La investigación, que analizó datos de más de 11.000 adultos, determinó que el movimiento constante es la clave para mantener la columna sana. Según los expertos, no se trata solo de caminar un poco, sino de alcanzar un volumen diario que permita al cuerpo fortalecerse y evitar la cronicidad de las molestias que afectan a gran parte de la población mundial.
El volumen sobre la intensidad
Los resultados del estudio, que fue publicado originalmente en JAMA Network Open, son reveladores. Aquellas personas que caminaban entre 78 y 100 minutos por día redujeron en un 13% el riesgo de desarrollar dolor lumbar crónico. Para quienes superaron los 100 minutos diarios, el beneficio fue aún mayor, alcanzando una reducción del 23% en comparación con quienes tienen hábitos más sedentarios.
Lo más curioso del hallazgo es que no hace falta correr ni caminar a un ritmo extenuante. El secreto parece estar en la constancia y el tiempo total acumulado. De hecho, los beneficios fueron más claros en quienes caminaban mucho tiempo a ritmo lento que en aquellos que hacían tramos cortos pero muy intensos.
Una medicina natural y efectiva
La científica de la salud Rayane Haddadj, de la Universidad Noruega de Ciencia y Tecnología, lideró el equipo que procesó estos datos mediante acelerómetros precisos. En sus conclusiones, los investigadores enfatizan la importancia de integrar la caminata en la rutina diaria como una herramienta de prevención primaria ante una de las principales causas de discapacidad.
"Nuestros hallazgos sugieren que el volumen diario de caminata es más importante que la intensidad media de la caminata para reducir el riesgo de dolor lumbar crónico", explica Rayane Haddadj. Según la experta, estos resultados deberían impulsar estrategias de salud pública que fomenten el simple acto de andar como una medicina natural y efectiva.

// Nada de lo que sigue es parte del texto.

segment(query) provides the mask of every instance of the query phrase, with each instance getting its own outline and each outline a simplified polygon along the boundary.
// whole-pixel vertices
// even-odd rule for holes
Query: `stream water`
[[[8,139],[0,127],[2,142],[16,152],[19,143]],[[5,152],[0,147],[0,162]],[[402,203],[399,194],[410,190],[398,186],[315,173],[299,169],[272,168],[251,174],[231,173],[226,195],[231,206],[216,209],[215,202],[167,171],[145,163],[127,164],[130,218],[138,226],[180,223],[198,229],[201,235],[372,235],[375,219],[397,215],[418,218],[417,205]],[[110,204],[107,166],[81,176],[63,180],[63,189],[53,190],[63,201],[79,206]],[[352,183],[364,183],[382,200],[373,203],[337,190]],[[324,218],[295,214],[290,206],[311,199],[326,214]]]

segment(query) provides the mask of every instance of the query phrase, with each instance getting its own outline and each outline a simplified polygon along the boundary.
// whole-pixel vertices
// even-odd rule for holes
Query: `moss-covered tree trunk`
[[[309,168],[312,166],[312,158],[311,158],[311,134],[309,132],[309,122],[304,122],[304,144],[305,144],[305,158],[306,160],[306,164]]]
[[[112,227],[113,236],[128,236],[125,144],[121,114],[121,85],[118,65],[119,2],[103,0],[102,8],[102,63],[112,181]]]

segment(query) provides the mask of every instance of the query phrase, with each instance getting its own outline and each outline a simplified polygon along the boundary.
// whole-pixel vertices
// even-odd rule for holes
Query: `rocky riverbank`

Beneficios que van más allá de la columna
Caminar no solo protege nuestra espalda; es una inversión integral en salud. Se sabe que ayuda a mantener el peso, estimula la creatividad, protege el cerebro del envejecimiento y mejora la salud del corazón. Sin embargo, este vínculo específico con el dolor lumbar apenas está saliendo a la luz con evidencia sólida, confirmando lo que se sospechaba hace siglos.